Opinion
No. 7734.
December 11, 1941.
Appeal from the District Court of the United States for the Northern District of Illinois, Eastern Division; William H. Holly, Judge.
Action by the Grip Nut Company against John H. Sharp for declaratory judgment concerning whether the plaintiff was guilty of infringement of defendant's patent. From judgment dismissing the action for lack of jurisdiction, 40 F. Supp. 80, plaintiff appeals.
Reversed and remanded for further proceedings in accordance with opinion.
Russell Wiles, Geo. A. Chritton, and Chritton, Wiles, Davies Hirschl, all of Chicago, Ill., for appellant.
John H. Sharp, of Chicago, Ill., for appellee.
Before EVANS, MAJOR, and KERNER, Circuit Judges.
This appeal is from the dismissal for lack of jurisdiction of appellant's complaint for a declaratory judgment and for ancillary relief in a controversy allegedly rising under the patent laws of the United States. We have not had the benefit of a brief on behalf of the appellee.
Diversity of citizenship is lacking. Plaintiff is an Illinois corporation with its principal place of business at Chicago, Illinois, and defendant is a citizen and resident of Chicago, Illinois. Necessarily, federal jurisdiction fails if this cause does not rise under the patent laws.
The complaint states that for many years plaintiff has sold an "article of manufacture known as a leak-proof bolt," which others have made for it under contract or special order. It further appears that the plaintiff has also been selling brake supports and certain cooperative devices which the plaintiff has assembled at its factory from parts, some of which were made for it by other manufacturers. Plaintiff then sets out in its complaint that the defendant charges such sale and manufacture to be an infringement of certain patents of the defendant and that plaintiff denies said infringement. Besides the denial of infringement, the complaint affirmatively states that the defendant has no cause of action because the plaintiff "is licensed to manufacture and sell as it is doing" and has an "equitable title to the patents" to which defendant at most has bare legal title as trustee for the plaintiff. The prayer is for a declaration of the rights and legal relations of the parties.
The sole question is whether the complaint presents a controversy "arising under the patent * * * laws."
Certain it is that every controversy involving a patent does not arise "under the patent * * * laws." cf. e.g. Davis v. American Foundry Equipment Co., 7 Cir., 94 F.2d 441, 115 A.L.R. 1486. cf. Borchard, Declaratory Judgments, 2nd Ed. 809. Before the passage of the Federal Declaratory Judgment Act, the question of infringement of a patent presented a controversy "under the patent * * * laws" only when the patentee brought suit against the alleged infringer. Absent a demonstrable bad faith, the alleged infringer was without remedy until the business discretion of the patentee dictated suit.

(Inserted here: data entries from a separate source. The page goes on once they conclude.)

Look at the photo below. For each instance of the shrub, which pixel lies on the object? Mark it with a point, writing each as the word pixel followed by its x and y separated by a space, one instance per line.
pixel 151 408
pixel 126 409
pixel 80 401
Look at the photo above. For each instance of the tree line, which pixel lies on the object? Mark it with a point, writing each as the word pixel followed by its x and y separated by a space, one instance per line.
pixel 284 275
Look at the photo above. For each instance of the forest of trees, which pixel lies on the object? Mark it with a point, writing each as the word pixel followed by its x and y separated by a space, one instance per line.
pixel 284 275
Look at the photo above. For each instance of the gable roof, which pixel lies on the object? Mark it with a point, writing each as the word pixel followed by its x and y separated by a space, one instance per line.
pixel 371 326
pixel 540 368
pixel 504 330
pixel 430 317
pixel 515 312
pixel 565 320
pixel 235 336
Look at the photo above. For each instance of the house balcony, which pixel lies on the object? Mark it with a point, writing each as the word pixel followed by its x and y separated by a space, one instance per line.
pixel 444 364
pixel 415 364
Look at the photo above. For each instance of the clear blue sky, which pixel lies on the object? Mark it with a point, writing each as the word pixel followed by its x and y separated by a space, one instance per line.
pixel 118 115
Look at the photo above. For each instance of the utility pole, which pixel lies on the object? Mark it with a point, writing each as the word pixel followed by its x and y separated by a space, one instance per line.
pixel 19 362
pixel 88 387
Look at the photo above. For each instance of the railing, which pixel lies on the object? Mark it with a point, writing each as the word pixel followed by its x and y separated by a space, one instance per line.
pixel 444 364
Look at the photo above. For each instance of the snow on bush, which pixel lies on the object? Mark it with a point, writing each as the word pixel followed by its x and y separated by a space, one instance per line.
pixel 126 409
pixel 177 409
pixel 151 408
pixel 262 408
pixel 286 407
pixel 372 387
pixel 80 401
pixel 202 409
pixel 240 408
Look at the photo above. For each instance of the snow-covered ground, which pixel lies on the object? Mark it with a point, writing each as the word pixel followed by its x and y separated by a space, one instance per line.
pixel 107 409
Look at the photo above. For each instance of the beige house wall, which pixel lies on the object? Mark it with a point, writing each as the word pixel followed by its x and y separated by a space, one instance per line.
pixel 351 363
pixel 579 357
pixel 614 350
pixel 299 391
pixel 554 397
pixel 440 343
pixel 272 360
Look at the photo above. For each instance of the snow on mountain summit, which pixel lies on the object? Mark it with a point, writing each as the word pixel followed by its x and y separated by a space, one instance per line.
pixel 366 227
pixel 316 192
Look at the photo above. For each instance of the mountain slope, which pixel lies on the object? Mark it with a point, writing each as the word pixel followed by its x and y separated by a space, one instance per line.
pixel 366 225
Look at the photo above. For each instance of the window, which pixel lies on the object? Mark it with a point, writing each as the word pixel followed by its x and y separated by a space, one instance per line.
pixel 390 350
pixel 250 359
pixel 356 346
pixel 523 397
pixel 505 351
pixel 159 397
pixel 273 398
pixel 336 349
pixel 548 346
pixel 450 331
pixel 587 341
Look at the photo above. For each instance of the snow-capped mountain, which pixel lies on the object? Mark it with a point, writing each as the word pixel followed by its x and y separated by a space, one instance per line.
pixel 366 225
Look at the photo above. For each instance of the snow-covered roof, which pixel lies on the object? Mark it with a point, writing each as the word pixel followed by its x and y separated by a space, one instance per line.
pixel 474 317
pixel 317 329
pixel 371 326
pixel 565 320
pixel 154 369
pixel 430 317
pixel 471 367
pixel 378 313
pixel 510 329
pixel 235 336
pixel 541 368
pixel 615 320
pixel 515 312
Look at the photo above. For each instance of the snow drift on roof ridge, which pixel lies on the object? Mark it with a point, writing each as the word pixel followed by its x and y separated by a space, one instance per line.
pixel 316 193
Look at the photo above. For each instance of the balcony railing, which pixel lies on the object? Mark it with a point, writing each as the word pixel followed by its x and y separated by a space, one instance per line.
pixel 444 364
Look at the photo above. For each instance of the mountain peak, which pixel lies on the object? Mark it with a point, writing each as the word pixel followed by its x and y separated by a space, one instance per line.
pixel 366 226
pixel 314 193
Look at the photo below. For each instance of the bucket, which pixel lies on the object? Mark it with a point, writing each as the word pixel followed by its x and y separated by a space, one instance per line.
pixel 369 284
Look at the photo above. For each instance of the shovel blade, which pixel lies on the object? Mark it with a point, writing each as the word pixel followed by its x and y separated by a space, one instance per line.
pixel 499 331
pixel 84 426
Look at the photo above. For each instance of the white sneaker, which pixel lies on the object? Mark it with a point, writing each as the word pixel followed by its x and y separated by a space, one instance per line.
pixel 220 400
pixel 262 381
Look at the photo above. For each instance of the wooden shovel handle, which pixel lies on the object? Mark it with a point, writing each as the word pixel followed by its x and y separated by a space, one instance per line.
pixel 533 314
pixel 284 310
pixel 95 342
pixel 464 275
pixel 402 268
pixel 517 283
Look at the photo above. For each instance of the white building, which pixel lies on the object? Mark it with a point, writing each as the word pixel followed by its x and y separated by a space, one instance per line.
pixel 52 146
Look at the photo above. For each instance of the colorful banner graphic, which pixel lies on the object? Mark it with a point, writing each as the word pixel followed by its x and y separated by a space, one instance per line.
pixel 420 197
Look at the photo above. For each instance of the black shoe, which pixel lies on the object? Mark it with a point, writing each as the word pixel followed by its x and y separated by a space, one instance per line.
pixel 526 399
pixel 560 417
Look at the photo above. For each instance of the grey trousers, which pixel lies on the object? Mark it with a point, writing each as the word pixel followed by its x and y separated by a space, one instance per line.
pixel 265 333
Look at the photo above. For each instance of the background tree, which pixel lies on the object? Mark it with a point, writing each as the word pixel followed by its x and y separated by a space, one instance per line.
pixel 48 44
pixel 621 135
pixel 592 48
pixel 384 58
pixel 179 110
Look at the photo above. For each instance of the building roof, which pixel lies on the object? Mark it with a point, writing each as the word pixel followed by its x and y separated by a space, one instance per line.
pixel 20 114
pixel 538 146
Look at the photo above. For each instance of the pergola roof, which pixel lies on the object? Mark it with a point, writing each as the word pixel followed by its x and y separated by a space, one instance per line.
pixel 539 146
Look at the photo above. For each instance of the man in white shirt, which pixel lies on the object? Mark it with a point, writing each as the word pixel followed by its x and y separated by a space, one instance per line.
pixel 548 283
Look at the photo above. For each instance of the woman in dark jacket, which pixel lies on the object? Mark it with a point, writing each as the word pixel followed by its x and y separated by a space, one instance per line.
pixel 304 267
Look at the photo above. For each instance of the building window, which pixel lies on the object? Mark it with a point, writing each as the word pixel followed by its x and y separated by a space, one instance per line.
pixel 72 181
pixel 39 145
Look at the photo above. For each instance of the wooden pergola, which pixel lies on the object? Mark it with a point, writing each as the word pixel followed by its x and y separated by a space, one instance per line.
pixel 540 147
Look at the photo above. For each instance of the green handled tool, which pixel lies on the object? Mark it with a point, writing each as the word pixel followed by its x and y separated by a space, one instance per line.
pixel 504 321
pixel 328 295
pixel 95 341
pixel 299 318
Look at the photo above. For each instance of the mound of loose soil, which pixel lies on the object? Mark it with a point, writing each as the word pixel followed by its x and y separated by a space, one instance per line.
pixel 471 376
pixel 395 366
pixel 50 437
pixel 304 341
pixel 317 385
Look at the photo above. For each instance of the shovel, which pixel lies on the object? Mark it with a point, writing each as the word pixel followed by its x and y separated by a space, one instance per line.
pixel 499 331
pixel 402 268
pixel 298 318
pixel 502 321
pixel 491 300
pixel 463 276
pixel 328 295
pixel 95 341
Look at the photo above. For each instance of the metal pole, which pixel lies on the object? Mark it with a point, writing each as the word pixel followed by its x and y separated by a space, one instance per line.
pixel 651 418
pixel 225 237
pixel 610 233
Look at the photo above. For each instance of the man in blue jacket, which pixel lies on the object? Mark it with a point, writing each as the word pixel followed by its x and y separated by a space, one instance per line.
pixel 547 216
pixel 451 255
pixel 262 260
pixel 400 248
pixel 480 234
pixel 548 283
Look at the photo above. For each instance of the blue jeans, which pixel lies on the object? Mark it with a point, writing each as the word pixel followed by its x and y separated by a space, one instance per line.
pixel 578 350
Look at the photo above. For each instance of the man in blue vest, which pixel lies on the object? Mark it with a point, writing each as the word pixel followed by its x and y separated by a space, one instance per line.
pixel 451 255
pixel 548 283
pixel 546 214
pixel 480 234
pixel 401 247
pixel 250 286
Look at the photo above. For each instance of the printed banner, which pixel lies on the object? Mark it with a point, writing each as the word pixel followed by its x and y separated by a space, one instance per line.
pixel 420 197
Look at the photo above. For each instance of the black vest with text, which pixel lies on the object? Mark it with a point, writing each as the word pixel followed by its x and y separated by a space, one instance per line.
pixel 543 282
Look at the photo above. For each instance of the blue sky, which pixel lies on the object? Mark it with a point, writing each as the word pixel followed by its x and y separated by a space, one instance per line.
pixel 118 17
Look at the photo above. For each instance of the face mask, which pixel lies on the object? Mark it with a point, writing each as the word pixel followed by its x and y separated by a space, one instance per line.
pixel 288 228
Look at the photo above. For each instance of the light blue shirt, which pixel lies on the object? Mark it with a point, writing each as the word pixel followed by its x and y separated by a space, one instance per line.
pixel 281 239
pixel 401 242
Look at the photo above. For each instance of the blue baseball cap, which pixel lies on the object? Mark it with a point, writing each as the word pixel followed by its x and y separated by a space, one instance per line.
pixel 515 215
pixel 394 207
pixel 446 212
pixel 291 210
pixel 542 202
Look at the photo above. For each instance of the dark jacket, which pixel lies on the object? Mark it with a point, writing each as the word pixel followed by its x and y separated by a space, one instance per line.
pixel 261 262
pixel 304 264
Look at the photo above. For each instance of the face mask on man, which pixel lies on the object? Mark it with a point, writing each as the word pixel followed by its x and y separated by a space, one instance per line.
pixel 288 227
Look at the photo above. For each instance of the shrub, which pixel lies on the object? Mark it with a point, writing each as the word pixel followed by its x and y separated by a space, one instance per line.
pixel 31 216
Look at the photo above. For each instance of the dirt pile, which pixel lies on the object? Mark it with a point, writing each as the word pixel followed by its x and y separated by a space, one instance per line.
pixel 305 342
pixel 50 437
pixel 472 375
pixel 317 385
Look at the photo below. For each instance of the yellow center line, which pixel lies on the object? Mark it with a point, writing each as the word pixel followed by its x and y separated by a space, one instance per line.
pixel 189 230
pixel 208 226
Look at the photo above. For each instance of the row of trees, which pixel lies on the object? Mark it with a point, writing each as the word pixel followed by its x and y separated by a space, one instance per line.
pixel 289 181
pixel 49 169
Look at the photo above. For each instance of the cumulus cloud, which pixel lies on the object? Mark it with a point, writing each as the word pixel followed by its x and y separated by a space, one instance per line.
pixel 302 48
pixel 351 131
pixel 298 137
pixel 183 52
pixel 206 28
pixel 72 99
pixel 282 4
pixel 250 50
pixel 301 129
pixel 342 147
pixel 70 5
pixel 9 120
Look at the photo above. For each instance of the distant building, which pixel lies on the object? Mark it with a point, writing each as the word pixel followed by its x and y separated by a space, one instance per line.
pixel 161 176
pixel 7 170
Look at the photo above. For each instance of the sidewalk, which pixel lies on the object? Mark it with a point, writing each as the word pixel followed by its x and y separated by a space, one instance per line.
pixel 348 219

Until then the patentee could harass the alleged infringer by threatening infringement proceedings and injure his business by cowing his customers and dealers. Today, the alleged infringer, once he is threatened by a patentee, has a remedy by a complaint for a Declaratory Judgment. Now, "* * * the controversy between the parties as to whether a patent is valid, and whether infringement exists is in either instance essentially one arising under the patent laws of the United States. It is of no moment, in the determination of the character of the relief sought, that the suit is brought by the alleged infringer instead of by the owner." E. Edelmann Co. v. Triple-A Specialty Co., 7 Cir., 88 F.2d 852, 854; Chicago Metallic Mfg. Co. v. Katzinger Co., 7 Cir., 123 F.2d 518, decided November 12, 1941; cf. Borchard, supra, 806; and 45 Yale L.J. 1287.
In this case, the plaintiff alleges that the defendant has charged plaintiff with infringement of patents and that plaintiff denies it. The plaintiff is entitled to have a declaration as to whether that charge is true.
The right to have the question of infringement settled once and for all is not lost to the plaintiff by its further plea that it was a licensee and the equitable owner of the patents. In the ordinary suit for infringement such a plea must be set up in the answer, cf. Reynolds Spring Co. v. L.A. Young Industries, 6 Cir., 101 F.2d 257, and we believe that the new right of the alleged infringer to bring a suit for a Declaratory Judgment has not removed this onus since the Declaratory Judgment suit, once brought, is really no different than the suit by the patentee for infringement.
To be sure, if the issue were merely one of title to the patents or the existence of a license, the state court would be the correct forum for these two Illinois parties to settle their dispute. But such is not the case. The defendant has seen fit to charge plaintiff with infringement and those charges give the plaintiff a right to a declaration as to its merits. It would be most unreasonable to hold that plaintiff must try the issue of license and title in the state court. To require that would be to deny the plaintiff a defense in its suit for declaration of no infringement which it would have had if this were an infringement suit by the patentee. Such a result would violate the purpose of the Declaratory Judgments Act and impair unwisely the efficient administration of justice.
The judgment is reversed, and the cause is remanded for further and not inconsistent proceedings.